Justice Chitapi will hear the matter tomorrow at 1pm after directing parties to file their pleadings yesterday afternoon.
But Mnangagwa is proceeding to appoint the judges before Justice Chitapi rules on Chingwe’s application.
Most of the High Court judges were not cited when Zimbabwe Human Rights NGO Forum executive director Musa Kika won an order to stop the extension of Malaba’s term of office by five years.
Mnangagwa’s move has raised suspicion that he wants his preferred bench to deal with the Malaba case.
Malaba’s matter has nearly paralysed the country’s judicial system as he wants to have his term extended based on Constitutional Amendment No 2 Act.
However, the High Court led by Justice Happias Zhou last month ruled that the extension of the term of office of the country’s top judge by five years was illegal.
Malaba’s term of office ended a fortnight ago after the High Court ruled that he had ceased to be the country’s top judicial officer on May 15, the day he turned 70.

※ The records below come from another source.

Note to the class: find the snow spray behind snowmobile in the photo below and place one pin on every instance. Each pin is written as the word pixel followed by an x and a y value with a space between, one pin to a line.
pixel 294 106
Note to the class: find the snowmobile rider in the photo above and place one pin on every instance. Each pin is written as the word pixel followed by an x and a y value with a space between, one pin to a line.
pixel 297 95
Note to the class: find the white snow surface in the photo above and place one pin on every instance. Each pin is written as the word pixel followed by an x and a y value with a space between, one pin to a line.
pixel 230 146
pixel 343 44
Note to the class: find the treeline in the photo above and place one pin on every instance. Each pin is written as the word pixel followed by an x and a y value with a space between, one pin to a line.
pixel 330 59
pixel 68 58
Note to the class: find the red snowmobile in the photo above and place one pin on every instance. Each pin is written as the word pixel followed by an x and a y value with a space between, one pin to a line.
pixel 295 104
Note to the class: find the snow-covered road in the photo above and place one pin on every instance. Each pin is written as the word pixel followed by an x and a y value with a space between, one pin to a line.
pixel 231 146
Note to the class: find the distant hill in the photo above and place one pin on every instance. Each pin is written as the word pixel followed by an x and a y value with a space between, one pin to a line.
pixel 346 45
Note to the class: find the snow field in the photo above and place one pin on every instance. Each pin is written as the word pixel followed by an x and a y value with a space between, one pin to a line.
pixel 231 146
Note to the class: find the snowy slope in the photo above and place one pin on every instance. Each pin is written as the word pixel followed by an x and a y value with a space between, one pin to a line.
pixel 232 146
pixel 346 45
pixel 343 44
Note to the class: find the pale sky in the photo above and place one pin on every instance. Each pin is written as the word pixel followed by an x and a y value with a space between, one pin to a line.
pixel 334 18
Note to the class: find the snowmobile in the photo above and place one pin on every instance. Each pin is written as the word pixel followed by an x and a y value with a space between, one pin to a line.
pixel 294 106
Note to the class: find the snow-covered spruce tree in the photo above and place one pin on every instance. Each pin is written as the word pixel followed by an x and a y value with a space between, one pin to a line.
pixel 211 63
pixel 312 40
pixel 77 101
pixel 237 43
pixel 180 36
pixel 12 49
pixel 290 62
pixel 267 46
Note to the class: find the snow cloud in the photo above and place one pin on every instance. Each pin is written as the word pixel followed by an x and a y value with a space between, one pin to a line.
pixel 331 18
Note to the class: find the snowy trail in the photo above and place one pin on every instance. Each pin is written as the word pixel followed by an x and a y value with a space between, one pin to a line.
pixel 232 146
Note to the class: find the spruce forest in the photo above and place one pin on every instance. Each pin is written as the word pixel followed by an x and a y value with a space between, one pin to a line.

Justice Zhou ruled that the recent constitutional amendments did not apply to Malaba.
Last week, Malaba resumed his duties on the belief that the High Court ruling had been suspended by an appeal filed by Attorney-General Prince Machaya and Ziyambi.
However, Kika, who challenged the extension of Malaba’s term in the initial case, disputed that an appeal against a declarator suspended the operation of a judgment. He then asked the courts to find Malaba in contempt and to jail him for six months.
Malaba filed his response on Tuesday, saying he legally resumed his duties following the appeal filed at the Supreme Court by Ziyambi and Machaya against the initial ruling.
The Chief Justice said Kika failed to interpret the law, adding that the rights lawyers’ application was not based on a good cause as the process that led to his appointment by Mnangagwa was not set aside.